Improve loft insulation

Priority for Completion: Very High

This recommendation is triggered if the property has accessible loft spaces and there is not evidence of them being insulated to current standards.  The exact benefit will depend upon a wide range of factors including the heating system, the cost of the fuel , how much (if any) insulation is already present and the occupancy of the home together with its shape and layout.  Generally, a poorly insulated roof is responsible for up to 25% (a quarter) of heat lost from a home.  These works are generally easy to carry out, are low cost and can often be grant funded from a variety of different sources.  As such we have rated this as being a recommendation of very high priority for completion.

What is loft insulation?

Loft insulation prevents heat loss through the roof of your home.  It is available in many forms and can be fitted either at the eves or the rafters (or in some cases both).

Typically most insulation materials fall into four groups:

  • Loose roll - These are the easiest to install and laid across the ceiling at eves level.  Readily available from most DIY stores and cheap, these are normally the preferred method.  Typically, this insulation should be at least 270mm thick.  If your loft just has insulation to the top of the joists, it probably needs topping up with an extra layer.
  • Loose fill - These materials are poured into the space to be insulated.  They are useful for filling awkward spaces that would otherwise be difficult to fill.  Particular care should be taken when disturbing this form of insulation as older materials may contain asbestos.
  • Solid board - These products come as foam boards, usually with foil coatings.  They are easier to fit to the underside of the roof and don't need to be as thick as loose roll insulation since they are better at keeping the heat in as they have higher thermal resistance.  However, they can also be a serious hazard in a fire and usually need covering with a protective layer like plasterboard.
  • Spray foams - These products usually require professional installation and can present similar hazards to foam boards.  As a result this is generally the least preferred option.

 

Installing loft insulation

Exact installation methods depend upon the type of insulation being installed.  Loose roll insulation is generally the easiest to install and the work can normally be completed by anyone with good mobility.

Loose roll insulation is available in many forms.  A lot of modern insulation comes prewrapped to make it easier to lay.  It should be fitted evenly between ceiling joists with at least one additional layer running over the first across the joists (i.e. perpendicular to the first).  Rolls should be touching and not compressed (the trapped air is what makes the insulation effective).  Uneven insulation or gaps between rolls can lead to cold spots resulting in damp and condensation on ceilings below.

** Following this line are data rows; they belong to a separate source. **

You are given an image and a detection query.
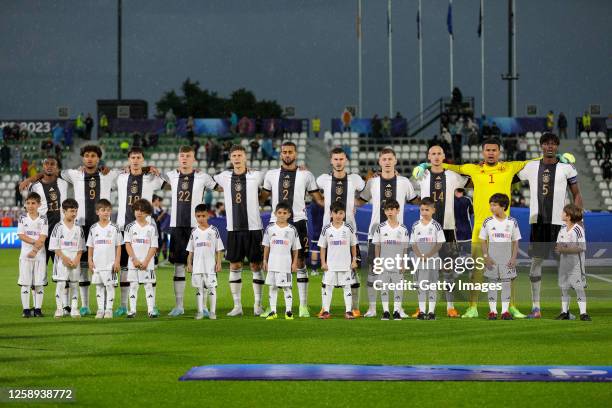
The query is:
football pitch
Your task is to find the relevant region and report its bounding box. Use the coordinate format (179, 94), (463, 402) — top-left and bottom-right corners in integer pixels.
(0, 250), (612, 407)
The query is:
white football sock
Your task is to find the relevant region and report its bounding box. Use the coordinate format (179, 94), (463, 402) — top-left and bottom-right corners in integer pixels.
(21, 286), (30, 310)
(105, 283), (115, 312)
(129, 282), (138, 313)
(230, 269), (242, 307)
(95, 283), (104, 312)
(145, 283), (155, 313)
(268, 285), (278, 313)
(297, 267), (308, 307)
(208, 288), (217, 313)
(575, 288), (586, 314)
(283, 288), (293, 312)
(174, 264), (185, 309)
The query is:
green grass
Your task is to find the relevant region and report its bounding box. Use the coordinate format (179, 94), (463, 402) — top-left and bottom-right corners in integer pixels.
(0, 250), (612, 407)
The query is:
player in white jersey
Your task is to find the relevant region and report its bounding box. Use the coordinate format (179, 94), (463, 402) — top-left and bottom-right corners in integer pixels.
(17, 193), (49, 318)
(49, 198), (85, 318)
(214, 145), (264, 316)
(186, 204), (225, 320)
(263, 201), (308, 320)
(415, 145), (469, 318)
(319, 202), (357, 320)
(113, 147), (165, 317)
(410, 197), (445, 320)
(372, 199), (410, 320)
(260, 141), (324, 317)
(359, 147), (417, 317)
(317, 147), (365, 317)
(162, 146), (217, 317)
(478, 193), (521, 320)
(555, 204), (591, 321)
(123, 198), (159, 319)
(87, 198), (122, 319)
(518, 133), (582, 319)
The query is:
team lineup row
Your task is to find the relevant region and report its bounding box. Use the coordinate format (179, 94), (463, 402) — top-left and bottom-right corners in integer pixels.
(16, 134), (581, 318)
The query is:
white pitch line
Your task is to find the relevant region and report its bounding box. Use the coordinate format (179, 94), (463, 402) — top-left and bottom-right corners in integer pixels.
(587, 273), (612, 283)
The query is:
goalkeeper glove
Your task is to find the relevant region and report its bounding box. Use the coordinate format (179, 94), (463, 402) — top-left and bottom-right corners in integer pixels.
(412, 163), (431, 180)
(557, 153), (576, 164)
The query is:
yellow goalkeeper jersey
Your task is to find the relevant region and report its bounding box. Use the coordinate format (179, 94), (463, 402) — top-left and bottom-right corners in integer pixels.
(443, 161), (529, 241)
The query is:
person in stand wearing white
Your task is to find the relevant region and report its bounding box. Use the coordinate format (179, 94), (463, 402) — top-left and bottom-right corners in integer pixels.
(113, 147), (165, 317)
(123, 198), (159, 319)
(260, 142), (324, 317)
(555, 204), (591, 321)
(87, 198), (122, 319)
(410, 197), (445, 320)
(478, 193), (521, 320)
(317, 147), (365, 317)
(17, 193), (49, 318)
(49, 198), (85, 318)
(214, 145), (264, 316)
(412, 146), (469, 318)
(186, 204), (225, 320)
(162, 146), (217, 317)
(518, 133), (582, 319)
(263, 201), (302, 320)
(372, 200), (410, 320)
(358, 147), (417, 317)
(319, 202), (357, 320)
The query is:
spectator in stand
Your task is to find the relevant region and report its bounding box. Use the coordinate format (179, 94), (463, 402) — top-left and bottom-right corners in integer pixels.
(0, 142), (11, 169)
(382, 116), (391, 139)
(491, 122), (501, 137)
(165, 108), (177, 136)
(557, 112), (567, 139)
(372, 115), (382, 138)
(582, 111), (591, 132)
(250, 135), (261, 162)
(546, 111), (555, 132)
(516, 135), (529, 161)
(601, 159), (612, 181)
(238, 116), (251, 137)
(310, 115), (321, 138)
(51, 122), (64, 147)
(98, 113), (108, 137)
(604, 140), (612, 160)
(341, 108), (353, 132)
(230, 112), (238, 135)
(85, 113), (94, 140)
(21, 157), (30, 178)
(74, 112), (85, 139)
(595, 139), (606, 160)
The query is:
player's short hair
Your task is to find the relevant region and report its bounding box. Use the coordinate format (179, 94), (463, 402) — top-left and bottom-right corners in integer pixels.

Spacers are now readily available if you wish to board your loft for storage to prevent compression of the insulation.  To make sure you receive credit for your insulation in your EPC, make sure you keep suitable evidence of the insulation fitted.  It is great to keep dated photos showing the insulation and its thickness in your loft.  Photograph a ruler next to it to show the thickness.  Make sure the photos also show clearly it is your loft so get the context and key features into the shots.  Additionally keep receipts and particularly delivery notes showing the address of your property together with any insulation certificates you are given.  You cannot have too much evidence!

 

Other considerations

Make sure you seek advice if you are unsure how to safely install insulation and the PPE you should use.  Most DIY stores will be able to give you good advice.

Take care when working in loft spaces to make sure you do not damage the ceilings below.  Care must also be taken around pipework and electrical cables.  Some light fittings also penetrate ceilings and appropriate fire prevention measures will need to be considered before insulating near them.

Homes built before 2000 may have asbestos containing materials present which should not be disturbed.  Surprisingly, the use of asbestos was only outlawed in 1999 in homes in the UK despite its hazards being known for many years before.  If you are unsure seek expert advice before beginning any works as even low levels of exposure can be hazardous to you and those around you.

Whilst you are carrying out insulation work in lofts, check that all you pipework is suitably protected and insulated.  It is also a good time to check for any corrosion or minor leaks that you may not have noticed before they become more serious problems.

It is often difficult to find suitable measures that can be implemented in historic and listed buildings to improve energy efficiency without damaging the nature or appearance of the building.  Fitting suitable loose roll loft insulation is usually both possible and beneficial.  Improving the energy efficiency can help to keep the building in use, widely recognised as the best way to protect it for the future.  Fitting the insulation shouldn't normally involve any structural damage or alterations.  Additionally, choosing the correct insulation material can improve protection in the event of a fire helping to control its spread whilst still allowing the construction materials to breath to prevent rot and decay.